To best crawl your pages, the Site Search Crawler supports and abides by many different features of the modern web:
- Content Inclusion & Exclusion
- Content Inclusion & Exclusion, URL Paths
- Robots Meta-Tag
- Sitemap XML
- RSS and Atom
- Password Protected Content
- Constant Crawl
- URL Inspector
Content Inclusion & Exclusion
We have instructions on how you can include or exclude crawled content from your Search Engine:
Whitelist: Content Inclusion
In some cases you may have many items you want excluded from the page but only a few you would like included. In these scenarios you can use the content inclusion feature to whitelist elements of your pages for indexing. For example, if you have a single content section of every page you can very easily set
data-swiftype-index=true on this element and our crawler will only extract text from there.
<body> This is content that will not be indexed by the Swiftype crawler. <div data-swiftype-index='true'> <p> All content under the above div tag will be indexed. </p> <p> Content in this paragraph tag will be included from the search index! </p> </div> This content will not be indexed, since it isn't surrounded by an include tag. </body>
Blacklist: Content Exclusion
You may want to keep certain content from being indexed in your site search engine -- for example, your site header, footer, or menu bar. You can tell the Swiftype crawler to exclude these elements by adding the
data-swiftype-index=false attribute to any element, as illustrated below.

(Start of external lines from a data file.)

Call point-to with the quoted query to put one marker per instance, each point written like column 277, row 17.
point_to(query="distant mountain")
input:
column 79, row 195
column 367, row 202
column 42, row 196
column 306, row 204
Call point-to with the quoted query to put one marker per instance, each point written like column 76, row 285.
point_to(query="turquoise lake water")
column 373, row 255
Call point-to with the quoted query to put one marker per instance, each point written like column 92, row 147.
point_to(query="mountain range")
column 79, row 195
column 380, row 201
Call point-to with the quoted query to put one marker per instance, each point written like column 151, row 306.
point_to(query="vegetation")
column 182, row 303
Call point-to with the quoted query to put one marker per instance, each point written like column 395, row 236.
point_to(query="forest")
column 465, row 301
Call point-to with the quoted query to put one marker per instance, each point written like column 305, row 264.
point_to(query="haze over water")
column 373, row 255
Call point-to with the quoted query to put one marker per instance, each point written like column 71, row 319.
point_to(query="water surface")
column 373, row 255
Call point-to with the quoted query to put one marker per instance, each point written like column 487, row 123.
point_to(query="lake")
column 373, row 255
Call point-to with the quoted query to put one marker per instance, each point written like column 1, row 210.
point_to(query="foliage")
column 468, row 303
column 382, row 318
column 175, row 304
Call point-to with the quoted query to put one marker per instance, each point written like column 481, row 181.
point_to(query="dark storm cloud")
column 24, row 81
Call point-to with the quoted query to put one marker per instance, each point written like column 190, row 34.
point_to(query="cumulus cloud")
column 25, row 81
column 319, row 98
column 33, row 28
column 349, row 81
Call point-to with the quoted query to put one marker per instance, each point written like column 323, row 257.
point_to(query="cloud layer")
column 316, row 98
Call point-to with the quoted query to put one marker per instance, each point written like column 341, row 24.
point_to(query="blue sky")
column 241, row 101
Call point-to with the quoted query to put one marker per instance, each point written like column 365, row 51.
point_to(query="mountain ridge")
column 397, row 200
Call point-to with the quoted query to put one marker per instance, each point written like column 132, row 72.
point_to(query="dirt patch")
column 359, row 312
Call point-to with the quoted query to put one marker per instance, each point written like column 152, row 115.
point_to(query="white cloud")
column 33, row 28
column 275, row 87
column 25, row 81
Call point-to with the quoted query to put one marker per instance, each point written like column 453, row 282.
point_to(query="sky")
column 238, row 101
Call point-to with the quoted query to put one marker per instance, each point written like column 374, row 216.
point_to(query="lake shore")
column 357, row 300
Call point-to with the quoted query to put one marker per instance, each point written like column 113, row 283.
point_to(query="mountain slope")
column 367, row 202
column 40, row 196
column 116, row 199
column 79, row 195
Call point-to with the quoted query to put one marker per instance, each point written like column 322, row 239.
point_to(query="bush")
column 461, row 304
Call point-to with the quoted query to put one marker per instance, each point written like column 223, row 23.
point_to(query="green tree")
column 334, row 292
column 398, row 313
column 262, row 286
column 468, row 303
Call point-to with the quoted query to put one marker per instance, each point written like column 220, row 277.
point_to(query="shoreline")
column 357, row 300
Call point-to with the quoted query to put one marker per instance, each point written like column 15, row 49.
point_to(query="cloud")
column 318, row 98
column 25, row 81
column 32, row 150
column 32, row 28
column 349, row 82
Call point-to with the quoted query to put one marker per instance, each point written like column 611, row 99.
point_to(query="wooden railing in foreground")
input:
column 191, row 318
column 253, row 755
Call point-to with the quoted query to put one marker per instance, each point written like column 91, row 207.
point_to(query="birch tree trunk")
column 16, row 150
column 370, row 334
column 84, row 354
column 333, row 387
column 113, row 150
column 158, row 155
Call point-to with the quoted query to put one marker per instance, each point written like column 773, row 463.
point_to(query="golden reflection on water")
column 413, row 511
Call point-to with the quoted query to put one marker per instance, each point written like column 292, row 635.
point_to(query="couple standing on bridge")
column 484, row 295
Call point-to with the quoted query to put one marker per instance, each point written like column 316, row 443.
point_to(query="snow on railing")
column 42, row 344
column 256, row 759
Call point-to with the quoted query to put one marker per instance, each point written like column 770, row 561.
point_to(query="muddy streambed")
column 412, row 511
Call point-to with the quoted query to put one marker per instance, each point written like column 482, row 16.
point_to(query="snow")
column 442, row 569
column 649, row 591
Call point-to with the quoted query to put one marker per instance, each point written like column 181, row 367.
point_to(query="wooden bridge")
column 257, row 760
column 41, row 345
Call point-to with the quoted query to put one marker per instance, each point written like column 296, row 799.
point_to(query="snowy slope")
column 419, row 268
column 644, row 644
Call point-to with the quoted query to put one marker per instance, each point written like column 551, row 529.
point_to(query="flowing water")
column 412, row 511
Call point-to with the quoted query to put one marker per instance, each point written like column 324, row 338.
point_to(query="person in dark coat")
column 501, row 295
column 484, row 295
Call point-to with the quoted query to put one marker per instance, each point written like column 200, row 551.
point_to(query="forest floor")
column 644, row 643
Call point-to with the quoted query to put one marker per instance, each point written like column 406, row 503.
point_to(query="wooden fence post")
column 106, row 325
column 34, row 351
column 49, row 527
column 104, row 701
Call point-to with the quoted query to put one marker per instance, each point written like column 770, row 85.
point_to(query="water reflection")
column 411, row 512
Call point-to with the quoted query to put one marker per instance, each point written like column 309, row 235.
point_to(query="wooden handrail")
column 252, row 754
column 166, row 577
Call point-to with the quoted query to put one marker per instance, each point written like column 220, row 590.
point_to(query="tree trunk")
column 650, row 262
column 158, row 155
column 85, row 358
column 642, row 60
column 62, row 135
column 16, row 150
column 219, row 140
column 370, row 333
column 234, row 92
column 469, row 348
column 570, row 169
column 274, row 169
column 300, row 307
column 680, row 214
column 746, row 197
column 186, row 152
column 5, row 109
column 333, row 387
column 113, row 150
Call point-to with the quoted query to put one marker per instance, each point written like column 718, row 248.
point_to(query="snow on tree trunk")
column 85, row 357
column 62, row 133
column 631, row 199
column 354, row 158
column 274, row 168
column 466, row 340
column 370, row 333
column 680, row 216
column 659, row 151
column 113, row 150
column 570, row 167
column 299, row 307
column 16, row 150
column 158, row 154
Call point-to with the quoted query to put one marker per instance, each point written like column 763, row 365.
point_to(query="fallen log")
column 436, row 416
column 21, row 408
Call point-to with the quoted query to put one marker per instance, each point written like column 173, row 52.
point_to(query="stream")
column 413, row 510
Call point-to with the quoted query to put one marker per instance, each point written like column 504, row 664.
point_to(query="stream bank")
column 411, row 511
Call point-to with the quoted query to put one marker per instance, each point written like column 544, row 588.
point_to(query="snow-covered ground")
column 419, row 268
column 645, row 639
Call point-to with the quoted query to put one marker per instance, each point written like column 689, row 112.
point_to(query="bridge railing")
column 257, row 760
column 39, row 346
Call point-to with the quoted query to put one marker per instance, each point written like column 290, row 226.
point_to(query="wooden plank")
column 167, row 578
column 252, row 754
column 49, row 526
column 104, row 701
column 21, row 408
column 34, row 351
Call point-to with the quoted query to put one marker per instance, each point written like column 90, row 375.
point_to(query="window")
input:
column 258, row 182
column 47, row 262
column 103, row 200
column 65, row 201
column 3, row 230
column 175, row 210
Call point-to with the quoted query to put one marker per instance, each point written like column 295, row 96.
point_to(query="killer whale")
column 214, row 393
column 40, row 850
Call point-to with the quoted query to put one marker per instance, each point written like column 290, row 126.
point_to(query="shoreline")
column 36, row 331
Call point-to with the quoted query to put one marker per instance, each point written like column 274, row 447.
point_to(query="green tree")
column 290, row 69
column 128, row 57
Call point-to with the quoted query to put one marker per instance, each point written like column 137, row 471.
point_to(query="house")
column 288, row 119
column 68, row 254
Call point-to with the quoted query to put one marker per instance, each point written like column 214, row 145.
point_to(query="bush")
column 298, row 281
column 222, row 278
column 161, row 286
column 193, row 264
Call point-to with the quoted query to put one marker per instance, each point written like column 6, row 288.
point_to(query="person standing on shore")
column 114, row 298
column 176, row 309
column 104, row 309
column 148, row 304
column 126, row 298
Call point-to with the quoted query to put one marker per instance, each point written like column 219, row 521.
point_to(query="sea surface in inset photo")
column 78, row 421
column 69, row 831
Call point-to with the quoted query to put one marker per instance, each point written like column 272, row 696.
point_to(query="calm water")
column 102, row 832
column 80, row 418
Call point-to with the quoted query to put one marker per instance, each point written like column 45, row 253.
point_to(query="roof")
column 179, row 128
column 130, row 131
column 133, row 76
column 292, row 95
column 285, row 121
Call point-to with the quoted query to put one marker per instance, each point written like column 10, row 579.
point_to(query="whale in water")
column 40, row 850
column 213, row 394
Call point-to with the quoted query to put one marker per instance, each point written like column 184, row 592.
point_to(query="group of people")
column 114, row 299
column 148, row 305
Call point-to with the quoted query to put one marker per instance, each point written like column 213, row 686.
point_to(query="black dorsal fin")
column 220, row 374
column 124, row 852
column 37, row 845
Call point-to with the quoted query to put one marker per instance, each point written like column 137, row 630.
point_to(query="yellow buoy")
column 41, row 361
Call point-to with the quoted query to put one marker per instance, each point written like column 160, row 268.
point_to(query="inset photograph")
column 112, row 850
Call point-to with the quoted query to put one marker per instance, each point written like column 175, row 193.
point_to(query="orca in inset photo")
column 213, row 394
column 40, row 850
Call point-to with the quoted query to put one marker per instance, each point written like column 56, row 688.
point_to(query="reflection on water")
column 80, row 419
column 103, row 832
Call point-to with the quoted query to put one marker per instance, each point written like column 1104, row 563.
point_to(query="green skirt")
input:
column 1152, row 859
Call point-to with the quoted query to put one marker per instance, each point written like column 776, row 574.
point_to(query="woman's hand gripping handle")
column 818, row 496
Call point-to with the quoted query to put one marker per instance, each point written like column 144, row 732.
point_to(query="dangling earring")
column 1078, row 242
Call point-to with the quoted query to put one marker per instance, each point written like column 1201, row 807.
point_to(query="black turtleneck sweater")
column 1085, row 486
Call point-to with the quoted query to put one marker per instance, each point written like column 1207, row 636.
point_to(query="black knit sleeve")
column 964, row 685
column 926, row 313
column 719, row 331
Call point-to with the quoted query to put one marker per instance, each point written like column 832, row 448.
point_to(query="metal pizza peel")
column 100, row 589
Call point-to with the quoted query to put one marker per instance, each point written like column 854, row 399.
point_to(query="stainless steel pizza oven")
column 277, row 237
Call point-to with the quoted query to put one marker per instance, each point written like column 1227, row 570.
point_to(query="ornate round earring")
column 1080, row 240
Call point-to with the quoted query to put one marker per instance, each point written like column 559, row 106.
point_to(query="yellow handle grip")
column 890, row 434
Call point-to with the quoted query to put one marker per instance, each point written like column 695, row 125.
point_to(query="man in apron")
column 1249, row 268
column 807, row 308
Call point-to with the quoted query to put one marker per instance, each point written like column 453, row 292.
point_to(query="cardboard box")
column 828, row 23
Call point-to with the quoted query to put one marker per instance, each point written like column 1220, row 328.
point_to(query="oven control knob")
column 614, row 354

<body> This is your page content, which will be indexed by the Swiftype crawler. <p data-swiftype-index='false'> Content in this paragraph tag will be excluded from the search index! </p> This content will be indexed, since it isn't surrounded by an excluded tag. <div id='footer' data-swiftype-index='false'> This footer content will be excluded as well. </div> </body>
Nesting the above rules will work as you might expect. If there are multiple rules present on the page, all text will inherit its behavior from the nearest parent element with a rule. This way, you will be able to include and exclude elements within each other. If there is text outside of any container elements with applied rules on the page, it will be treated opposite of the first-appearing rule on said page. For example, if the first rule is
data-swiftype-index=false applied to a child element, any text outside that element and any other element with an inclusion rule will be indexed to the page's document record.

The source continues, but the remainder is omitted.